Однако тогда Киеву удалось убедить своих западных соседей в том, что установленные ограничения направлены почти исключительно против русского языка, который по объективным показателям не являлся (и до сих пор не является) средством общения этнических меньшинств.

Отмена прежнего закона 2012 г. «Об основах государственной языковой политики», предпринятая Верховной радой 23 февраля сразу после смены власти, преподносилась как необходимая мера, направленная на предотвращение культурно-языковой экспансии России. Вместе с тем решение депутатов Рады впоследствии подвергалось критике даже со стороны руководства Украины как скоропалительное, эмоциональное и несвоевременное.

Аннулирование языковой автономии стало одним из мощных катализаторов сепаратистских настроений на украинском юго-востоке. Отмененный закон предусматривал использование на Украине «региональных языков», то есть языков, которые, согласно данным переписи населения, считают родными более 10% населения соответствующего региона, и санкционировал широкое распространение подобной практики.

В пределах «своей» территории региональный язык мог использоваться в законодательно установленных сферах наравне с государственным украинским языком. Следует отметить, что данная норма почти полностью удовлетворяла интересам румынской стороны.

В 2012 г. президент Румынии Траян Бэсеску выразил свою признательность украинскому лидеру Виктору Януковичу за принятый закон и языковую политику, проводимую Киевом в отношении проживающих на Украине румын. При этом было отмечено существенное расширение прав меньшинств, выгодно отличавшее новый курс от политики, проводимой предшественниками Януковича. Столь позитивная нота добавила теплоты в не слишком близкие румынско-украинские отношения тех лет.

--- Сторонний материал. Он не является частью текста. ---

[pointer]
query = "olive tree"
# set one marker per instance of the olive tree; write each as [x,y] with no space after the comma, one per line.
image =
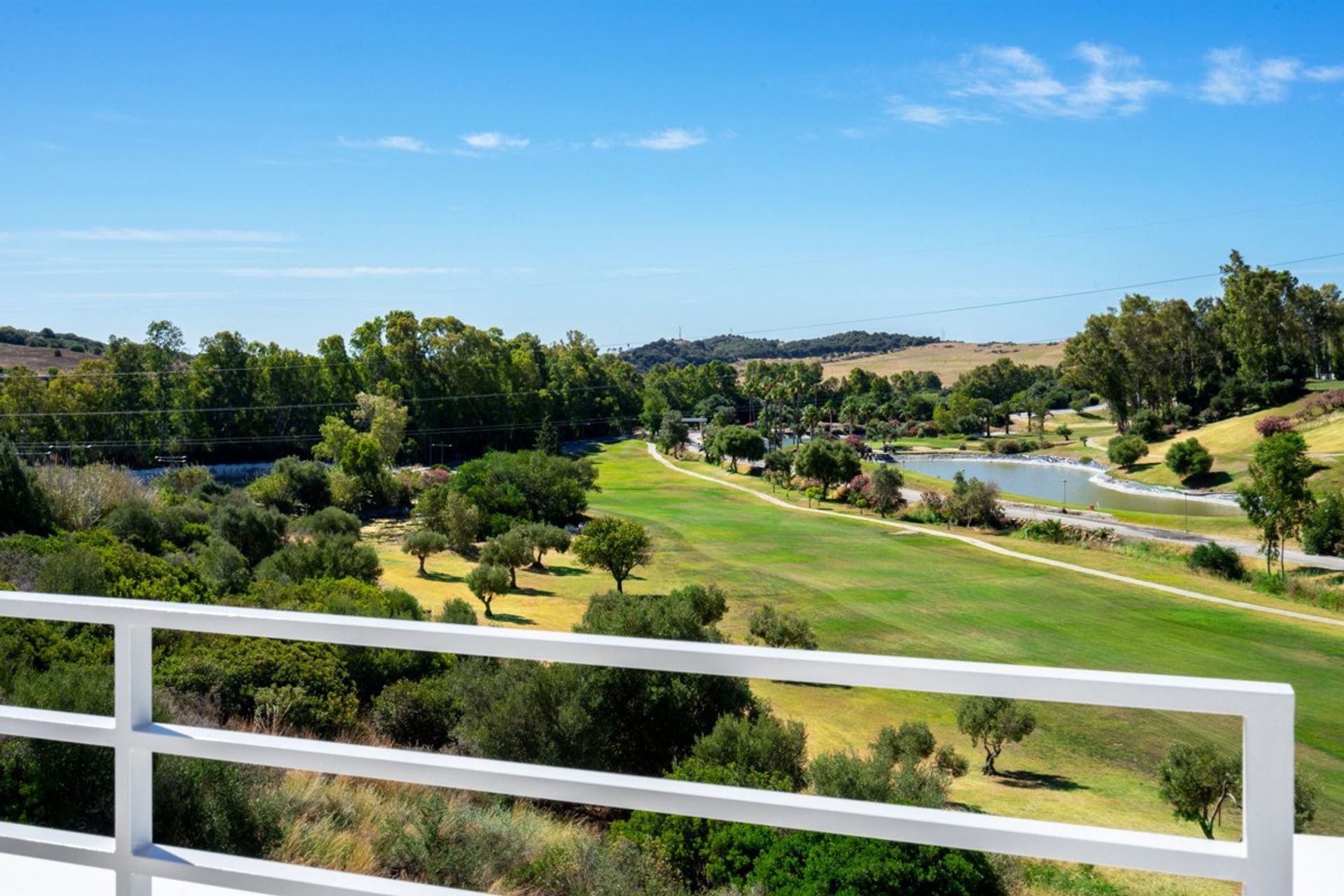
[452,514]
[543,538]
[885,489]
[488,582]
[827,463]
[1126,450]
[511,550]
[616,546]
[1198,780]
[993,723]
[424,543]
[738,444]
[1189,458]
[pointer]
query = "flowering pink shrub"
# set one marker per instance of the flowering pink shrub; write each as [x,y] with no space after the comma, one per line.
[1273,425]
[859,486]
[1320,403]
[435,476]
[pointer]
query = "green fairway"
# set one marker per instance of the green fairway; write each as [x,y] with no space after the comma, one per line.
[869,589]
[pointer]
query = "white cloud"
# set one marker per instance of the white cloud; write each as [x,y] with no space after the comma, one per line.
[495,140]
[670,140]
[1326,74]
[344,273]
[1015,80]
[917,113]
[398,143]
[1234,78]
[139,235]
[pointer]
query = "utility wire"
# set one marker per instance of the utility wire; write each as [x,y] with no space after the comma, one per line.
[309,406]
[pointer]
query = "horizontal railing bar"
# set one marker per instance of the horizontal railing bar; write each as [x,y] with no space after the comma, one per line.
[803,812]
[273,879]
[49,724]
[813,666]
[69,846]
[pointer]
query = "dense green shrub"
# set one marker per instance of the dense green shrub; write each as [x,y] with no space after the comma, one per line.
[457,612]
[1219,561]
[211,805]
[417,713]
[808,864]
[596,716]
[781,629]
[136,523]
[1189,458]
[222,566]
[55,783]
[1126,450]
[328,556]
[1323,532]
[280,684]
[328,522]
[26,507]
[73,571]
[255,531]
[762,745]
[524,486]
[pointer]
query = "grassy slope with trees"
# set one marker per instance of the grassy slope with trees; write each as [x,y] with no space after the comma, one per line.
[870,590]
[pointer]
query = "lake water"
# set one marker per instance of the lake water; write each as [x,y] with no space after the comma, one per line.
[1057,482]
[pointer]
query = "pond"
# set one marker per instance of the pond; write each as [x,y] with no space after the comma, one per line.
[1056,482]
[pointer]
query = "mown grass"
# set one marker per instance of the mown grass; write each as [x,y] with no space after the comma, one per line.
[867,589]
[948,360]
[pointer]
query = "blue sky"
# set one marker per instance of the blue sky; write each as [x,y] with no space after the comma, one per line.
[634,168]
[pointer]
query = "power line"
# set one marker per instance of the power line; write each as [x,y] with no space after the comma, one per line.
[796,262]
[1025,301]
[316,437]
[309,406]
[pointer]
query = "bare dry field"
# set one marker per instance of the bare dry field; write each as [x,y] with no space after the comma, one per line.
[41,359]
[948,360]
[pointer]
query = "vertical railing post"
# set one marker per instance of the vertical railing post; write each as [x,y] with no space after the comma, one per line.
[1268,771]
[134,788]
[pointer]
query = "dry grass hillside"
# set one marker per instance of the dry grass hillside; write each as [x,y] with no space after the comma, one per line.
[41,359]
[949,360]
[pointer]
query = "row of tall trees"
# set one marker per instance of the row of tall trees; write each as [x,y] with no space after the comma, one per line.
[1254,344]
[465,390]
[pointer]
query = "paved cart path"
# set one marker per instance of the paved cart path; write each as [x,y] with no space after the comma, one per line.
[1003,551]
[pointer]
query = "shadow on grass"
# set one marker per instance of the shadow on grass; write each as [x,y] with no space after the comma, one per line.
[1210,480]
[1038,780]
[565,571]
[512,618]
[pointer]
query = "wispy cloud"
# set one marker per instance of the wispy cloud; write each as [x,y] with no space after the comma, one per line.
[1015,80]
[1236,78]
[398,143]
[495,140]
[667,140]
[1326,74]
[344,273]
[141,235]
[917,113]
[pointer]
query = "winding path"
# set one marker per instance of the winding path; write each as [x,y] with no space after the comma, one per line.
[1003,551]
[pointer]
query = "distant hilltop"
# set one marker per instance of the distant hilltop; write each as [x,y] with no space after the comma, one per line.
[46,337]
[739,348]
[46,348]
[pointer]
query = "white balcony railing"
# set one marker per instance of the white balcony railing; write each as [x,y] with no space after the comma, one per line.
[1262,862]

Радость официального Бухареста оказалась недолгой. Произошедший в Киеве националистический переворот был в целом весьма благосклонно воспринят румынским истэблишментом, предпочитавшим до поры «не замечать» происходящих «эксцессов». Но если на первые жесткие действия украинских властей Румыния отреагировала очень сдержанно, выразив лишь сожаление, то их последующие шаги повлекли более серьезные дипломатические последствия.